In 1982, Jamar sold off his stations in Waco and Monahans and began to seek a buyer for KBIL and his two stations in Brownwood. That December, an application was filed with the FCC to sell the stations to a consortium linked to the Ranchlander National Bank, a recently closed financial institution in Melvin. The Baron Radio Corporation, the proposed purchaser, was headed by Roger W. Pipkin III, the bank's former president. However, the defunct Ranchlander was already embroiled in controversy relating to the broadcasting industry. In October, it and its officers were sued in a civil case that alleged that it had defrauded KVEO-TV, a new television station at Brownsville, of tens of thousands of dollars; that November, the bank was declared insolvent by federal officials and closed after 75 years in business. When contacted by the San Angelo Standard-Times, Pipkin, listed as the sole owner of Baron, denied any involvement or even knowledge of the filing, which had been prepared by Lawrence Ludka, also a Ranchlander associate. Jamar then withdrew the application.

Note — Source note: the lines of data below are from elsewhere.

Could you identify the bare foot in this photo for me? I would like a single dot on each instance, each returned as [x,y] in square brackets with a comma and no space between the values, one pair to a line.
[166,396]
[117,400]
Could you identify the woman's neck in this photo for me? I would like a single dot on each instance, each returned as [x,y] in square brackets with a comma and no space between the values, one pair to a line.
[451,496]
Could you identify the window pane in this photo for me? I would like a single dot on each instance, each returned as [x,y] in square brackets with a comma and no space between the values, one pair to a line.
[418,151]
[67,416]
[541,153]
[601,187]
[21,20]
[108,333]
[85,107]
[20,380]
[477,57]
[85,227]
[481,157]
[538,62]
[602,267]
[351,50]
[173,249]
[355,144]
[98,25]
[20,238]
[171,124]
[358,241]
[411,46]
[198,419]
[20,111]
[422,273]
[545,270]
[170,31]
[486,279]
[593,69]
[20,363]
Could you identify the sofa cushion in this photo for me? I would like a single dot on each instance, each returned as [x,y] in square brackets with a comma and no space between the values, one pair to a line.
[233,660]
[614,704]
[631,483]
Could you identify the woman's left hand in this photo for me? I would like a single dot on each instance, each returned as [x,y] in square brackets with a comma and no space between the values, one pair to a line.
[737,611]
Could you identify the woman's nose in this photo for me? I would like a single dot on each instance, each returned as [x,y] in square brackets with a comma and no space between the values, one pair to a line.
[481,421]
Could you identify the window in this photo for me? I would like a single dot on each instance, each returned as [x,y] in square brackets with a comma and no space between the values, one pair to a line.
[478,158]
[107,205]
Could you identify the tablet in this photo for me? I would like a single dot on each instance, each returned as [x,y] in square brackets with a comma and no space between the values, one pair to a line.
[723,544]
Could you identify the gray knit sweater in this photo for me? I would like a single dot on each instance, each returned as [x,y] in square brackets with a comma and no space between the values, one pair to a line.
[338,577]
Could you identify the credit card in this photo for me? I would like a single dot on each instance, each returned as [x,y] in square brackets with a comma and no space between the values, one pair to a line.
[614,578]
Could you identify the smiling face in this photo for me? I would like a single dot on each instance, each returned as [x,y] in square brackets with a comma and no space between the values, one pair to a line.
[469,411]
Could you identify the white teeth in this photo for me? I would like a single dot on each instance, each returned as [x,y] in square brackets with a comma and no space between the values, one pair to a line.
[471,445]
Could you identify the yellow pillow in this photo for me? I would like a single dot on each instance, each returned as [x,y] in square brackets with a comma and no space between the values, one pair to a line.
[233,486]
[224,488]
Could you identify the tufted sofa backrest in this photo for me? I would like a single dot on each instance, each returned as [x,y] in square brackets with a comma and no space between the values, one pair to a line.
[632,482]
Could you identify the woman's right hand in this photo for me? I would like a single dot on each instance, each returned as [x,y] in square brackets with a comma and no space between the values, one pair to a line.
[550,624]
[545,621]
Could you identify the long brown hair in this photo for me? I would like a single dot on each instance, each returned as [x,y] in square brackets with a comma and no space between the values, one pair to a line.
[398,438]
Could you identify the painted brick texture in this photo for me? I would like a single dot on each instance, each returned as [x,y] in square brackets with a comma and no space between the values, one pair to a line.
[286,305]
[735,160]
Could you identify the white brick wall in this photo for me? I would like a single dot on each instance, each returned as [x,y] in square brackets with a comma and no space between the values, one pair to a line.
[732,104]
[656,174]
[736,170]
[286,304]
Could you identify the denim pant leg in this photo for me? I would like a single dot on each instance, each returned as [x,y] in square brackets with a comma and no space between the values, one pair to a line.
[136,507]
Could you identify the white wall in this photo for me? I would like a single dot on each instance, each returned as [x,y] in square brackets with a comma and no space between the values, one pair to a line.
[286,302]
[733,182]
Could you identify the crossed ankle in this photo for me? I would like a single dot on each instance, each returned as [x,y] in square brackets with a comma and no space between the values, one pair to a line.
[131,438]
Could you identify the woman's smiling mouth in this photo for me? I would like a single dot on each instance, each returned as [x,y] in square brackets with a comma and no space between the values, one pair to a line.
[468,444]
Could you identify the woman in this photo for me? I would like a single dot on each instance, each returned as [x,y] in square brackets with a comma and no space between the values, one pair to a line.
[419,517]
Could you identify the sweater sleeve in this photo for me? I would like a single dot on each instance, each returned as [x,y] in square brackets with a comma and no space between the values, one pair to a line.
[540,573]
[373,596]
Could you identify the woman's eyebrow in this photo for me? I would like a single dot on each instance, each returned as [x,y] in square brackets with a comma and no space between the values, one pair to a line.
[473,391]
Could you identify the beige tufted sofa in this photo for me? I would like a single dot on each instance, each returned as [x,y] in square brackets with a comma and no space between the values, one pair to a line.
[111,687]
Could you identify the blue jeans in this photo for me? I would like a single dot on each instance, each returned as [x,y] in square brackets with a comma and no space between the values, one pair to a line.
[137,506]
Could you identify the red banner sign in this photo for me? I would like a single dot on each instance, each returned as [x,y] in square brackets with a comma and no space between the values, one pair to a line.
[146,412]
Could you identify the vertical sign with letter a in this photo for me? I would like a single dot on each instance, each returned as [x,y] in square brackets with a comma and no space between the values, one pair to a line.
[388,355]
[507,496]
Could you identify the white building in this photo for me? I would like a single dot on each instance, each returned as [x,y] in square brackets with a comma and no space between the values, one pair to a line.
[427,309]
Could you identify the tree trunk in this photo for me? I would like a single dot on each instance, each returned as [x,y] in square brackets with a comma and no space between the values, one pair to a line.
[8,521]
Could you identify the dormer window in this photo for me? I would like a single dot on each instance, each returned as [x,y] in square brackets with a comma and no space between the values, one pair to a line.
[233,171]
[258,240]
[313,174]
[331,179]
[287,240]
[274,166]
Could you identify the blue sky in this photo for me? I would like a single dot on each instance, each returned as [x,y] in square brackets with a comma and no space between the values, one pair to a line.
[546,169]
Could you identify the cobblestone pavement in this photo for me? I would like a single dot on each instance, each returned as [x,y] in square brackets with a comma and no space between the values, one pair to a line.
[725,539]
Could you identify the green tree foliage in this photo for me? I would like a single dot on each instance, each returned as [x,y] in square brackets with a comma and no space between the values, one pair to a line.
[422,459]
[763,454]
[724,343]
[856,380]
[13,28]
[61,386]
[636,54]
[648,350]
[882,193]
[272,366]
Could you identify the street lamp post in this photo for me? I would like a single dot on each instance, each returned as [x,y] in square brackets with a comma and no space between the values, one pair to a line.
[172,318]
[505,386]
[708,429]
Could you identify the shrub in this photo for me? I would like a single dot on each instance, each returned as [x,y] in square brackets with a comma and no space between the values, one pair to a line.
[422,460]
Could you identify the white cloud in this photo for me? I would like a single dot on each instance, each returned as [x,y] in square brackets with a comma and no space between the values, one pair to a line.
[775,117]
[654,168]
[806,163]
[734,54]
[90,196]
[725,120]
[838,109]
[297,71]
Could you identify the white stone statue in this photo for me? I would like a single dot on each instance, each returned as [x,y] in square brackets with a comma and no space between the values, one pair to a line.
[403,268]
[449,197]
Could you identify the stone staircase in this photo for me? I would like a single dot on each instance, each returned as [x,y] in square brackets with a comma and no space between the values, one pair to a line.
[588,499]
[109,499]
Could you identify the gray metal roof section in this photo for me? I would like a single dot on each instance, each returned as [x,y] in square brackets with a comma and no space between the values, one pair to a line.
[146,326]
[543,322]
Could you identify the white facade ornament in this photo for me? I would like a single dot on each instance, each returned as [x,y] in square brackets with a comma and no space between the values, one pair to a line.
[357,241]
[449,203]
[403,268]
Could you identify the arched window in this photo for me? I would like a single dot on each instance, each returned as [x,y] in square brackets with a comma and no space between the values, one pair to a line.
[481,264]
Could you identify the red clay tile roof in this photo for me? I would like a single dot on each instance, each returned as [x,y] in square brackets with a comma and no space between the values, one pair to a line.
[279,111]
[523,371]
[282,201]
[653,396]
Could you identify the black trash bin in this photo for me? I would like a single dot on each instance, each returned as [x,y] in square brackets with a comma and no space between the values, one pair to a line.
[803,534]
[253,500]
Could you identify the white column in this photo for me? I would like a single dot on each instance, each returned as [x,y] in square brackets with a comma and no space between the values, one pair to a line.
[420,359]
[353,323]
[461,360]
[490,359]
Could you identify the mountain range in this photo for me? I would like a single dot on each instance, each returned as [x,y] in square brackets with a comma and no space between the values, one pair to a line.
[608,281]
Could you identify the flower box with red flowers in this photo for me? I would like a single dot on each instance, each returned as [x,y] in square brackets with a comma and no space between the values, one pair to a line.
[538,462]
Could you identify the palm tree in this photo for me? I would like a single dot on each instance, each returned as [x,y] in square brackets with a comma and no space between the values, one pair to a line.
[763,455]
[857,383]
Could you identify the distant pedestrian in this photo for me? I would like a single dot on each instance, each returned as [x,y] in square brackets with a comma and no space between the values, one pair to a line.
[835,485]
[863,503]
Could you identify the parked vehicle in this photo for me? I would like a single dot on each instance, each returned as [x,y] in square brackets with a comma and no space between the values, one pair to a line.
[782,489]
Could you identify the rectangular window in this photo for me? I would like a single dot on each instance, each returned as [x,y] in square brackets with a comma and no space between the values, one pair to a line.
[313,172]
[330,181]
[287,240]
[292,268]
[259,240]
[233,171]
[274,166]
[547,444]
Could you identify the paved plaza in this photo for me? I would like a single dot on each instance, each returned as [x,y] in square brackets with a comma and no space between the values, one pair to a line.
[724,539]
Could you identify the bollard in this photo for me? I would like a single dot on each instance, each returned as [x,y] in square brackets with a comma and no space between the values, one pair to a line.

Jamar instead sold KBIL in 1983 to Triangle Texas Media of Tyler. The new owners inherited the second-most-listened-to station in town; two years later, however, they sued Jamar and the manufacturer of the transmitter for misrepresentations. It claimed Jamar inflated cash flow figures for the station and thus overvalued it by at least $500,000 and that CSI Electronics had produced a defective transmitter and would not fix it. The civil case went to a jury trial in 1987. In 1984, Triangle Texas acquired a daytime-only AM station, KHOS (1420 AM), and renamed it KBIL. By 1990, KBIL AM had split off again with an oldies format.

===More than two years of silence===
Regional economic troubles at the end of the 1980s would take a serious toll on the Burke radio interests, including KBIL and KMHT-AM-FM across the state in Marshall. In June 1990, the station laid off three employees citing a "poor business climate". The entire sales staff was dismissed at the end of August, and on September 9, KBIL-AM-FM shut down. A judge appointed a receiver at the request of Connecticut National Bank, which had loaned the KBIL stations $1.3 million in 1988 and was not being paid back with $800,000 still owing; the Internal Revenue Service filed a tax lien for more than $16,000.

The AM transmitter facility was heavily damaged by arson in October 1990; the building and its contents were not insured, and the station never returned to air.

===KDCD===
In December 1990, the receiver entered into a deal to sell KBIL-FM to Regency Broadcasting Inc., whose stakeholders were from Amarillo, for $186,000. The Auldridge family, majority owners of Regency, moved from Amarillo to San Angelo after the purchase.

San Angelo-area listeners would have to wait more than two years for the station's return, but in March 1993, KBIL-FM was reactivated as a country music station under the name KDCD. Regency expanded its presence in San Angelo in 1998 by starting KMDX (106.1 FM) and moved the stations into their present quarters at 3434 Sherwood Way in 1999.

In 2007, Four R Broadcasting, whose other stations were in eastern New Mexico, acquired KDCD and KMDX from Regency for $1.5 million.